Australia 2019

Running time: 89 mins


Director : Damon Gameau

Summary :
An investigation into what solutions working today could transform the eco-clim emergency by 2040

Country: Australia

Original Language: English

Setting: various international

Aspect Ratio: 2.35 Widescreen

Colour: Colour

Sound: Dolby digital

Date acquired: Feb 2021
Date last seen: Mon 22nd Feb 2021


Using a mix of interviews, animations, graphics and live action Damon explores the options for energy, transport and food that could transform our collective carbon and ecological footprint by 2040. The hook being how we are headed in the total wrong direction now and how can he explain this to his 4 year old daughter and what solutions could actually be in place by 2040.

Everything has to be in existence today and just needing mass deployment with a view to a different world when his daughter graduates from college.

Starting and finishing at his home he takes in a range of countries asking children what they want in the future and looking at different technologies and stringing them together with some excellent creative use of visual effects. 

Film Category


Is it possible in 19 years

by rogerco on Mon 22nd Feb 2021. DVD proj @ home

Firstly this is a really well made film - the creative use of visual effects to inform and underline what is being said is the best I have seen on this subject. The lead character/director is engaging and seeks out some interesting possibilities using only what is already available today.

It avoids the pitfall of so many 'eco' films of being preachy and scary, he doesn't downplay the difficulties but makes an honest attempt to find solutions that could work for his daughter's future.

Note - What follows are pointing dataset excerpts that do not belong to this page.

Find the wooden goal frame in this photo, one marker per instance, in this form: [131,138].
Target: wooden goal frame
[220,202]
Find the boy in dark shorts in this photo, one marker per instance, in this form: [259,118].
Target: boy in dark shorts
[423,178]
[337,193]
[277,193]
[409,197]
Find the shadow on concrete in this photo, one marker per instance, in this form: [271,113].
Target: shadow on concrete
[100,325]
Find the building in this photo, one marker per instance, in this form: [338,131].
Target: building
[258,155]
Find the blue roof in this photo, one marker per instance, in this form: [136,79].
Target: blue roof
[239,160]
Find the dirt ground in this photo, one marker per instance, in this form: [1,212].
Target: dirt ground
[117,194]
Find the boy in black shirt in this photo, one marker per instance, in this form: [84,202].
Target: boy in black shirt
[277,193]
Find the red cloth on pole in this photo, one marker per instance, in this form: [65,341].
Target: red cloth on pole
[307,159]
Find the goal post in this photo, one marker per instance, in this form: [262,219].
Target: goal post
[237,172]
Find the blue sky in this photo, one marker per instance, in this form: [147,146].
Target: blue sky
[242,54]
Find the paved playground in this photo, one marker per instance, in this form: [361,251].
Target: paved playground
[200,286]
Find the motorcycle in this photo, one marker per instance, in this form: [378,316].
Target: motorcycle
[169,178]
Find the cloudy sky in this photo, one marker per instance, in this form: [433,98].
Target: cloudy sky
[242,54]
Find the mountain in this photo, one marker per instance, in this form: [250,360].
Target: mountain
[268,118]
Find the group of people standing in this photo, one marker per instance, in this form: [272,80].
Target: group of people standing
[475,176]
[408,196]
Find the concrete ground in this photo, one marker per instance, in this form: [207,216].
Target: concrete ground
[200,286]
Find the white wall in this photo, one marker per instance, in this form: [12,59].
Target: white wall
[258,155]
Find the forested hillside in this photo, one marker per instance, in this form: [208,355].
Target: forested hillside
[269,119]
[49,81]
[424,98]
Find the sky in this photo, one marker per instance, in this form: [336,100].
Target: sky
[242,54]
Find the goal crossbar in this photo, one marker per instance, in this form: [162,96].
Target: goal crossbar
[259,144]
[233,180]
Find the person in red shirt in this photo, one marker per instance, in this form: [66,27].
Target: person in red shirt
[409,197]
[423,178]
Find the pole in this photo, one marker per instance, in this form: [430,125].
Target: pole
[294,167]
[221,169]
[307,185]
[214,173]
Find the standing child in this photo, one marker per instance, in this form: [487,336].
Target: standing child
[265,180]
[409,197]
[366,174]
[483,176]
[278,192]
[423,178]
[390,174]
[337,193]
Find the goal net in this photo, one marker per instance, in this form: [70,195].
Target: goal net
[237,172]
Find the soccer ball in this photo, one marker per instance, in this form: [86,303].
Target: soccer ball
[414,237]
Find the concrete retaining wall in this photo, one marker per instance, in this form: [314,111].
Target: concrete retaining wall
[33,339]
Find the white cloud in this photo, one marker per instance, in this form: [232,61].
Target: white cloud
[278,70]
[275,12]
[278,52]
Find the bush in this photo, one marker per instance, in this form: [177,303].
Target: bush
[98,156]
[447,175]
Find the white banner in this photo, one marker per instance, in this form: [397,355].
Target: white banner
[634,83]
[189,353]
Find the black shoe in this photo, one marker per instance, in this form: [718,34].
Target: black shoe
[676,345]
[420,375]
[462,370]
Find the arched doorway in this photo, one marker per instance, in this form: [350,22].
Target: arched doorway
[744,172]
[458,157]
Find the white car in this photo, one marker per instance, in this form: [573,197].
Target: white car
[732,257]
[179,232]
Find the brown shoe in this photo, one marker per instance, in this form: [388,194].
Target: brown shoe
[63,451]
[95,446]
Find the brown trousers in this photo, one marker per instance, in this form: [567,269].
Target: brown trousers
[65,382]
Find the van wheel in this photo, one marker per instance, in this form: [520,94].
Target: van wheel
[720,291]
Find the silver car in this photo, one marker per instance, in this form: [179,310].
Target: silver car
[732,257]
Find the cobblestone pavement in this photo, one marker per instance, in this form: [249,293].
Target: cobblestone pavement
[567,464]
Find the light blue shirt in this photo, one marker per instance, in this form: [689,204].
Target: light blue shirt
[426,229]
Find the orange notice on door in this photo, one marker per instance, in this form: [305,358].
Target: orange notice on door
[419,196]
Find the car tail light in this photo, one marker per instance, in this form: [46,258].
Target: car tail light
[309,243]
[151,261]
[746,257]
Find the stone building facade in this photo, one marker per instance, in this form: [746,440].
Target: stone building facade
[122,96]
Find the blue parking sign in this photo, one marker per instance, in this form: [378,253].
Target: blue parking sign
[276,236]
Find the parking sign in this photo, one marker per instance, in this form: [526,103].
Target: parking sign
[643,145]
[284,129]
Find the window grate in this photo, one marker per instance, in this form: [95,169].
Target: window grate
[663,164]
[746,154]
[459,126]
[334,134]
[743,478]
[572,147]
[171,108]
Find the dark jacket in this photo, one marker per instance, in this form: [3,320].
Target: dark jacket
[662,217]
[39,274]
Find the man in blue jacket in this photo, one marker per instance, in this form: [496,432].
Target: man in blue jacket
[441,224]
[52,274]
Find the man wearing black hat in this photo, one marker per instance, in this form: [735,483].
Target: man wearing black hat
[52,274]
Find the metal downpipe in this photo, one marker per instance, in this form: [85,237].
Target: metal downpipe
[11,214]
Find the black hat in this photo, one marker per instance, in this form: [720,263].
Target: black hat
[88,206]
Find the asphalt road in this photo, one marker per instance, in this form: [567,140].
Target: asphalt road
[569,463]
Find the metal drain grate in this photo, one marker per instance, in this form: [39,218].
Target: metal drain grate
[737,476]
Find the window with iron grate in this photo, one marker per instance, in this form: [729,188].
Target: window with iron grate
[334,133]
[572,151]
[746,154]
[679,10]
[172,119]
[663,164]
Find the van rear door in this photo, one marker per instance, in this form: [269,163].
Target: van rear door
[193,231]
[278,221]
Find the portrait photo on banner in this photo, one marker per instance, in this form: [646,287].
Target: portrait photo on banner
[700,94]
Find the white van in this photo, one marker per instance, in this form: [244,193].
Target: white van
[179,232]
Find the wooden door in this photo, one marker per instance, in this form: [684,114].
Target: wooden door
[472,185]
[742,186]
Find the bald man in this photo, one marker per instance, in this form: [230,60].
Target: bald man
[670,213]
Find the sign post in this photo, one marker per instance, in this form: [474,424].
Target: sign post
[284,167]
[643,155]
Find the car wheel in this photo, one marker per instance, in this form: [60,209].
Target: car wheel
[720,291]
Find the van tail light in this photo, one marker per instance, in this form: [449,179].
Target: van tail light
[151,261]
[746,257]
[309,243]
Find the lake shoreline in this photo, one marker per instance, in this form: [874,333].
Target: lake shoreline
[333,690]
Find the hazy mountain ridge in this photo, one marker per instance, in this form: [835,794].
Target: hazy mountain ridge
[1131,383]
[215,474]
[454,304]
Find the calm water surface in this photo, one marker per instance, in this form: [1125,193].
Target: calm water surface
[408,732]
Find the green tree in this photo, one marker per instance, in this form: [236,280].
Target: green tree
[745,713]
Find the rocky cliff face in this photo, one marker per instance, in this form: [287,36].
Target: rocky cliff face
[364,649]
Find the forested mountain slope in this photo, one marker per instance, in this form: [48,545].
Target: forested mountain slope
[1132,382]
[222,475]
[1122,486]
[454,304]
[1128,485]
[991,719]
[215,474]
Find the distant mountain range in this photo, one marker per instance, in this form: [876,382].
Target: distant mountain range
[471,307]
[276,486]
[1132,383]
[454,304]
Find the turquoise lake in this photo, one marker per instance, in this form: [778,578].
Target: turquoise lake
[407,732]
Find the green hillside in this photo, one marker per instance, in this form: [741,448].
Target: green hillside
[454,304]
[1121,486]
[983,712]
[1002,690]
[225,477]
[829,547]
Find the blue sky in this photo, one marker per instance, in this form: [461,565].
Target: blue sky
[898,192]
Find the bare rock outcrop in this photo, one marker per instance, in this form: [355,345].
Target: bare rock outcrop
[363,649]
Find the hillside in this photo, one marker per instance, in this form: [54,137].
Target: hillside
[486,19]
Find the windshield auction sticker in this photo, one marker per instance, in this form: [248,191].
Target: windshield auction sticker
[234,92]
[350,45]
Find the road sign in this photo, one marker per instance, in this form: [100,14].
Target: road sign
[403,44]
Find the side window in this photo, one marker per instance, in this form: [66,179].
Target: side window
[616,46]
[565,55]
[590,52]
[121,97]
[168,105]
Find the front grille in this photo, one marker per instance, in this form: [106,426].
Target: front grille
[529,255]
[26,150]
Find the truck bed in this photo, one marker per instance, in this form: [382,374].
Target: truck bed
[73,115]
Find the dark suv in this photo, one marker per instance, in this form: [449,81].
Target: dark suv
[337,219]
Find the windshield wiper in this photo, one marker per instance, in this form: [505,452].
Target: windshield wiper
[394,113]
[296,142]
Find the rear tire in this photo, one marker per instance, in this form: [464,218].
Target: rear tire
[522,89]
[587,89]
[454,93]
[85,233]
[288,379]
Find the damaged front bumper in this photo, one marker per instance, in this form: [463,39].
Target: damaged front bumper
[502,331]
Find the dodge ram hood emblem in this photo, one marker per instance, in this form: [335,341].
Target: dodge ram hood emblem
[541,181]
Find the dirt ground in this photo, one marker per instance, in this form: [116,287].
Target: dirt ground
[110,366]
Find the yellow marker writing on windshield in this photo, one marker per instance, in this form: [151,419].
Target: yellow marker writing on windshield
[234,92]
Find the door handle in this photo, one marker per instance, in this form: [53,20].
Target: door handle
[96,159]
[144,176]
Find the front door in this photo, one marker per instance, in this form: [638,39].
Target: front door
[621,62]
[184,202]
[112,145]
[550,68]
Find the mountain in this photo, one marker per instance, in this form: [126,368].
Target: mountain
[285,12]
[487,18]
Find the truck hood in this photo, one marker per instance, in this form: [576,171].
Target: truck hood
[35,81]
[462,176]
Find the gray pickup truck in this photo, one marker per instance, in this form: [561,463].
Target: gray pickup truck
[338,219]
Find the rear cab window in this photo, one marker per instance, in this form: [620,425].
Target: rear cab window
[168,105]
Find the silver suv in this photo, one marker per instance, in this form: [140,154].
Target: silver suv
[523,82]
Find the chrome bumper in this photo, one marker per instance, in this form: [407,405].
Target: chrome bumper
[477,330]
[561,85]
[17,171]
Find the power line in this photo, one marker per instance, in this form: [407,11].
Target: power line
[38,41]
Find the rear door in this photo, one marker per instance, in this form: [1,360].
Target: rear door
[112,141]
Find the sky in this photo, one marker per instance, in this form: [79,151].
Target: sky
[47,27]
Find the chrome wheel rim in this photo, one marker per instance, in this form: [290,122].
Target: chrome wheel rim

There is a slight whiff of eco-technic porn about some of the ideas - high-tech mass transport, the continuing prevalence of an internet and some shiny new fun gizmos without considering the resource cost implications, but on the whole he digs up some good ideas - micro-grids transforming the domestic energy landscape, communally owned personal transport, greening (plants) of cities by freeing the space taken by private cars, changes to diet, plus the education of women and their equality as a major driver for reducing resource use.

Overall much better than many attempts at this and  probably achievable if it was not for the structural obstacles. System change requires more than simply sharing your energy with your neighbours (try that in the UK and you'll get a ton of regulation and law down on your head unless you also change the system that governs us). 

Is it possible in 19 years? Not without system change first.